Mechanistic data suggest that the gut microbiota may influence energy homeostasis and obesity pathogenesis through several pathways, including peripheral control of energy harvest, central regulation of food intake via the gut-brain neural communication, and inflammation and impaired gut barrier through activation of pattern recognition receptors [165,166,167]. Taken together, these data support that while the gut microbial profile may change due to changes in body weight accompanied by systemic metabolic alterations, the composition of the gut microbiota can also predispose to the development of obesity. However, because most evidence is from animal or small human studies with short-term intervention, it remains to be characterized how the community structure and function of the gut microbiota varies with host adiposity over a long-term period, which is more relevant to cancer development [168].
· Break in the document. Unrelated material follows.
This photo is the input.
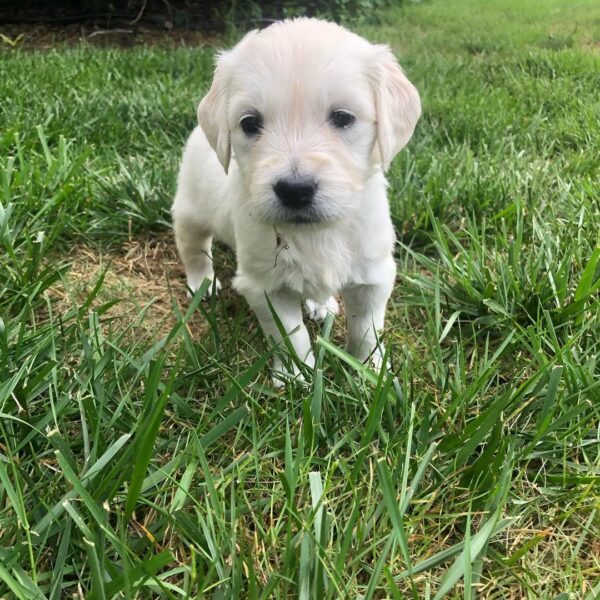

Given the link between obesity and gut microbiota and the role of the gut microbiota in cancer development, it has been proposed that changes in the gut microbiota may contribute to obesity-associated carcinogenesis. Indeed, studies in liver cancer have suggested that increased enterohepatic circulation of the obesity-induced gram-positive gut microbial metabolite deoxycholic acid facilitates hepatocellular carcinoma development by inducing cellular senescence and the senescence-associated secretory phenotype in the tumor microenvironment [169, 170]. Besides deoxycholic acid, another gut microbial component, lipoteichoic acid, may also contribute to obesity-induced liver cancer by enhancing senescence-associated secretory phenotype and upregulating the expression of prostaglandin-endoperoxide synthase 2 [171 ••]. As a critical enzyme in inflammation, prostaglandin-endoperoxide synthase 2 mediates production of prostaglandin E2, which governs tumor-mediated immune dysfunction and contributes to a shift in the tumor microenvironment from anti-tumor responses to immunosuppressive responses [172]. Given the potential role of prostaglandin E2 [173] and secondary bile acid [174] in promoting CRC, further studies are needed to investigate whether microbial imbalance-induced metabolic change also mediates obesity-related tumor promotion in the colon.

Conclusion

CRC is one of the cancers that are the most closely associated with diet. Human intestinal tract is colonized by ~ 100 trillion microbes, the vast majority of which resides in the large intestine and is integral to host genomic stability, immune homeostasis, and metabolism. A growing body of evidence indicates a complex interrelation between diet, gut microbiota, and CRC. However, most of the evidence derives from cross-sectional or short-term, highly controlled feeding studies that are limited in size. Given the multistage process and long latency of colorectal carcinogenesis, high-quality prospective studies with dietary data collected over the life course and gut microbial composition and function assessed well prior to neoplastic occurrence are critically needed. To make these studies possible, further investments are needed for stool collection in the existing, preferably younger epidemiologic cohort, standardization of the microbiome study pipeline, and development of novel user-friendly statistical tools to link the high-dimensional omics data to longitudinal epidemiologic data (including diet). These investigations will provide essential data to identify microbiome-based interventions that may complement or optimize the current diet-based strategies for CRC prevention.